Recognizing the subversive potential of humor, Steiner and Eisenman provide a long list of things they deem to be wrong with the world, ranging from Russian nesting dolls to “the military-industrial-pharmaceutical-artworld complex,” and “the lack of Sleep/Christmas/Corn Syrup Chain of Signifiers/Absence of Leisure Time to Make Art and Write, etc./Our Educational Cultural Indoctrination System Which Turns Lumpen Dull-Witted Three-Year-Olds into Massive Raving Homo-Bashing Tumors Stewing in Hot Tubs on their Own TV Shows/Axis of Evil,” suggesting that the exhibition might serve as a tool for the re-education of a misguided public.

Many of the works offer a similarly satirical take, lampooning various aspects of the art world. Kathe Burkhart’s massive painting “Suck My Dick” (2004), from her Liz Taylor series, depicts the actress unzipping her pants to reveal a massive black dildo attached to the canvas with the words “SUCK MY DICK” emblazoned over her body in turquoise paint. Lined with singed rejection letters received by the artist from museums, galleries and publishers, the painting is a bold message of contempt for her detractors. Gary Gissler’s painting “Fucking Asshole” (1998) appears, at first glance, to be a minimalist grid, but upon closer inspection, its gray lines are revealed to be the phrase “fucking asshole” scrawled repeatedly in tiny letters; William Powhida’s drawing “Rant” (2010) contains a profanity-laced diatribe against Bravo’s reality television show “Work of Art,” painstakingly rendered by hand in various typefaces.

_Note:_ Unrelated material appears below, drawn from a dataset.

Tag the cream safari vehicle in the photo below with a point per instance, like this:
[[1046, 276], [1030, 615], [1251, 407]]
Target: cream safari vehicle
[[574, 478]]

Carol Schneeman's 1978 letter to Cee Brown (click to enlarge)

However, other pieces in the show, particularly those drawn from actual correspondence, allow the content to speak for itself, revealing the structures of power artists must navigate in order to participate in the art world. Harmony Hammond’s Small Erasure series is made from altered copies of letters she received while compiling her book Lesbian Art in America: A Contemporary History, the first in-depth survey of its kind, including legal documents served by an unnamed artist who wanted her work removed from the manuscript. Hammond covers the documents in latex, partially obscuring the text, a comment upon the erasure of lesbian artists from art history. Likewise, a letter sent by Carolee Schneeman to Cee Brown in 1978 describes her frustration and anger at the precariousness of her financial state and the unwillingness of institutions to compensate her for her work: “I am in no position to support the efforts of institutions… and they ask constantly that I be not only a raw, free, creative resource but that my time and effort for their/our concerns be made available with no recompense.”

Many of the artists in the show are involved in W.A.G.E. (Working Artists in the Greater Economy), an activist organization co-founded by Steiner dedicated to advocating for fair compensation of artists by institutions, indicating that Schneeman’s concerns are still valid today, over thirty years later. As the artists in Readykeulous argue, alternatives are possible if artists insist upon being heard. The exhibition offers a scathing critique of the art world, but also a celebration of those who have taken a stand.

Readykeulous: The Hurtful Healer: The Correspondence Issue at Invisible-Exports continues until February 15 2011. It is organized by Ridykeulous (Nicole Eisenman and A.L. Steiner).